To determine glucoamylase activity, 100 nM PhK holoenzyme or 400 nM αγδ subcomplex was incubated with 15 mg/mL maltose (Macklin), isomaltose (Macklin) or glycogen (from bovine liver, Sigma–Aldrich) at 37 °C for 2 hour in the reaction buffer containing 50 mM HEPES, pH 6.8, 100 mM NaCl. The activity was measured by quantifying the amount of released glucose using the Glucose Assay Kit (Sigma–Aldrich). Briefly, the concentration of generated glucose was diluted to <0.1 mg/mL using the reaction buffer. The diluted samples were reacted with the Assay Reagent at 37 °C for 30 min and subsequently mixed with sulfuric acid. The absorbance was measured at 540 nm using the BioTek Cytation 5 (Agilent) in 96-well plate. GAA (400 nM) was used as a positive control, and the reaction buffer for GAA contained 50 mM sodium acetate, pH 4.5, and 100 mM NaCl.
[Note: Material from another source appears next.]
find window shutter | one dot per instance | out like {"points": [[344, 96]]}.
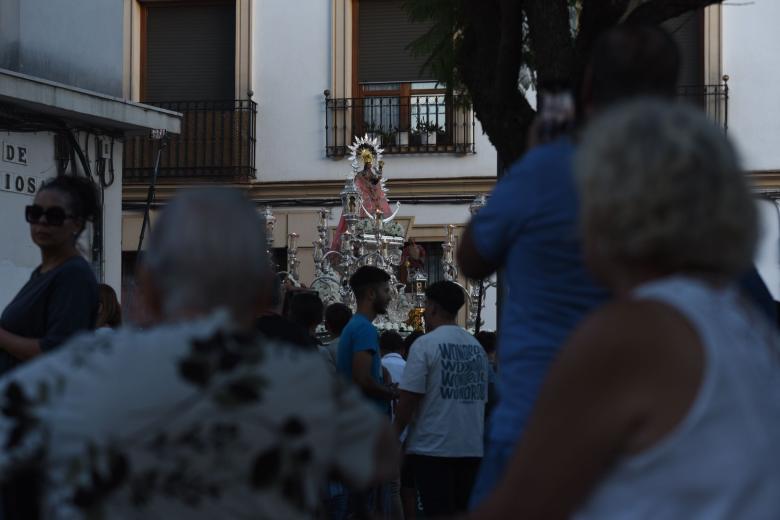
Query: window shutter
{"points": [[190, 53], [687, 32], [384, 33]]}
TEV cleavage and pull-down assay

A TEV protease cleavage site (GENLYFQGG) was introduced into the γ-subunit between Lys325 and Pro326. Additionally, the γ-subunit was modified with an N-terminal 6×His tag and a C-terminal Flag tag. This TEV-engineered αγδ complex (αγTEVδ) with a twin-strep tag on the α-subunit was purified using the above-described procedure. For the pull-down experiments, the αγTEVδ complex (0.03 mg/mL) was initially incubated with or without TEV protease (in a threefold excess molar ratio), and with 0.2 mM EDTA or with 1 mM CaCl2 at 30 °C for 1 hour. Subsequently, the treated samples were incubated with StrepTactin beads at 4 °C for 1 hour with gentle shaking in the binding buffers (25 mM HEPES, pH 6.8, 150 mM NaCl, 2 mM DTT), supplemented with 10% glycerol and with either 0.2 mM EDTA or 1 mM CaCl2. The beads were then centrifuged at 500 × g and washed three times with the corresponding binding buffers. The proteins bound to the beads were eluted using the binding buffer supplemented with 10 mM desthiobiotin. The eluted proteins were subsequently analyzed by SDS-PAGE and visualized through Coomassie Blue staining.

Reporting summary

Further information on research design is available in the Nature Portfolio Reporting Summary linked to this article.